The Green Party has identified twelve key principles which lead to five ‘policy points’.  These policy areas are noted in the table below, along with salient aspects of the proposals.

Green Party – Māori Policy Salient aspects of the proposed policy
Respecting Rangatiratanga Legislative recognition of the Māori language version of the Treaty of Waitangi; entrenchment of Māori seats in parliament; new processes for Māori engagement in local government
Affirming and supporting Kaitiakitanga Rejecting the use of conservation land for Treaty settlements; processes for shared guardianship (with iwi) of natural heritage
Ensuring Access to Economic Prosperity Focus on increasing Māori employment levels via ‘sustainable’ employment; protection of Māori cultural intellectual property
Supporting Whaungatanga Māori language to be taught more in schools and within the wider community, whānau interactions with schools to be improved, Māori (restorative) justice initiatives to be advanced, recognition of the leadership role of Māori wahine
Health as Taonga ‘build capacity of Māori to manage their own health’; support rongoa Māori practitioners; greater funding for Māori health initiatives

 Overall the emphasis within the Green Party documentation is for greater Government resources to be spent on Māori areas of interest (for example Māori language, rongoa, etc);, and for increased Māori autonomy and representation (e.g. local government representation, restorative justice, etc).  We note most of these ideas have the potential to improve the wellbeing of Māori.  However we also note the documentation does not provide any actual quantitative measures for these ideas (e.g. how much more Te Reo in schools), and most importantly, it does not provide an estimate of resource to be set aside to achieve these outcomes.

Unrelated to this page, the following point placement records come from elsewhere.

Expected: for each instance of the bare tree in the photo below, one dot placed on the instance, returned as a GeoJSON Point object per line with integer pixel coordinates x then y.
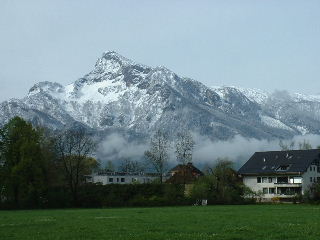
{"type": "Point", "coordinates": [184, 147]}
{"type": "Point", "coordinates": [74, 148]}
{"type": "Point", "coordinates": [286, 146]}
{"type": "Point", "coordinates": [158, 155]}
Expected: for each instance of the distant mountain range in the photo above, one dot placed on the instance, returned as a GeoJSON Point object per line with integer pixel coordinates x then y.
{"type": "Point", "coordinates": [119, 95]}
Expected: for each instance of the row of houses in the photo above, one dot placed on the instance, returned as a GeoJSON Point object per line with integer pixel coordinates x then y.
{"type": "Point", "coordinates": [180, 174]}
{"type": "Point", "coordinates": [274, 174]}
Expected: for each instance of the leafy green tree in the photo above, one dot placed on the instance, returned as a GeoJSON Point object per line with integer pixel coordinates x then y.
{"type": "Point", "coordinates": [221, 185]}
{"type": "Point", "coordinates": [74, 149]}
{"type": "Point", "coordinates": [22, 166]}
{"type": "Point", "coordinates": [158, 154]}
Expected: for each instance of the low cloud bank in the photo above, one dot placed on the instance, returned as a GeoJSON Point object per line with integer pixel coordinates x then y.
{"type": "Point", "coordinates": [116, 147]}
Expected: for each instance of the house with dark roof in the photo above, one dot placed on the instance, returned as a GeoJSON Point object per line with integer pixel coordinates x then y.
{"type": "Point", "coordinates": [184, 174]}
{"type": "Point", "coordinates": [281, 174]}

In our assessment, political parties that are serious about their policies provide ‘projected’ costings, and seek to demonstrate how they will reallocate resources or increase revenue to accommodate their proposed initiatives.  Because the Green Party does not do this with its specific Māori-focused policy the actual statements read closer to ‘wish list’ ideas rather than an actual policy programme.

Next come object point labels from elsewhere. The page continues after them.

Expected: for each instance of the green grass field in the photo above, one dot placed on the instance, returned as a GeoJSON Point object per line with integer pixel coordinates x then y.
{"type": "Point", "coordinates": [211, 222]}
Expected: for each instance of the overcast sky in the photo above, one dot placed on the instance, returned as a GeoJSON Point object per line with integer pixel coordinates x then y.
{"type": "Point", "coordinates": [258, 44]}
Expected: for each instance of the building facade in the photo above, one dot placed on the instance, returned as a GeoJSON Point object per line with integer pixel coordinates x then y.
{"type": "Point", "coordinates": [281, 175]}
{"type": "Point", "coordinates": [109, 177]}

We also note that the Green Party’s strong environmental focus permeates throughout its Māori-policy, and this has the effect of portraying Māori interests in a particular light – typically as ‘kaitiaki’ (guardians/carers) only on resource matters.  This is narrow, and ignores the diversity of Māori interests, including Māori industry developments and agricultural activities (refer to the Ngāi Tahu farming article below as an example).  This limitation extends to Treaty matters, with the Green Party indicating that they see Crown Conservation land as sacrosanct, and unavailable for settlement redress (regardless of how it was sourced); and that iwi and hapū have rights under the Treaty of Waitangi to manage their resources “within the constraints of sustainability”.   While this might be a good idea, we are fairly certain this concept is not contained within either linguistic version of the Treaty of Waitangi.

Green Party – economic and social proposals of interest

The Green Party’s key social policy proposal is to reduce child poverty, which is estimated at 235,000 children.  You will be aware from the pānui of 16 September, that financial hardship is disproportionally affecting significant numbers of Māori children (potentially circa 90,000).  Accordingly the Green Party social policy framework is focused on an issue of direct interest to Māori.

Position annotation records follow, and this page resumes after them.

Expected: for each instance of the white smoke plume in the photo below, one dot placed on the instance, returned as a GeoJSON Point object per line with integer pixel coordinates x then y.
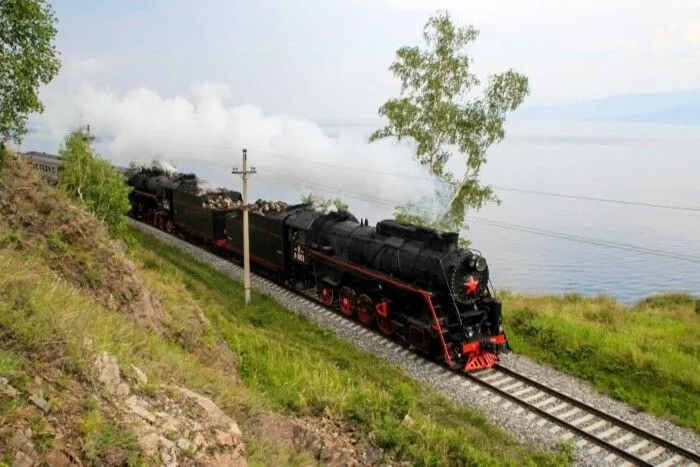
{"type": "Point", "coordinates": [206, 135]}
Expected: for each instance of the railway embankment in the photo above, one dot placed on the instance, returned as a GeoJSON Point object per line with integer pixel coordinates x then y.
{"type": "Point", "coordinates": [116, 352]}
{"type": "Point", "coordinates": [646, 355]}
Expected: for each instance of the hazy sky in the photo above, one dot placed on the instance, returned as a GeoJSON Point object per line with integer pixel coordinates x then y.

Proposals for reducing financial hardship for families include: (i) extending Working for Families tax credits to beneficiary families, (ii) increasing training opportunities for sole parents, (iii) raising the minimum wage, and (iv) creating health standards for rental properties.  To pay for this social programme, the Green Party proposes the creation of 100,000 new jobs within the renewable energy sector (with tax takes from these jobs creating Government revenue).  For example, the Party believes 20,000 new jobs can be created by extending the home insulation programme, and rebuilding in Christchurch, and a further 20,000 can be created in bio-fuel creation.  Consistent with other political parties, there is insufficient data to review this in full, but on the surface, these jobs creation numbers appear exceedingly optimistic.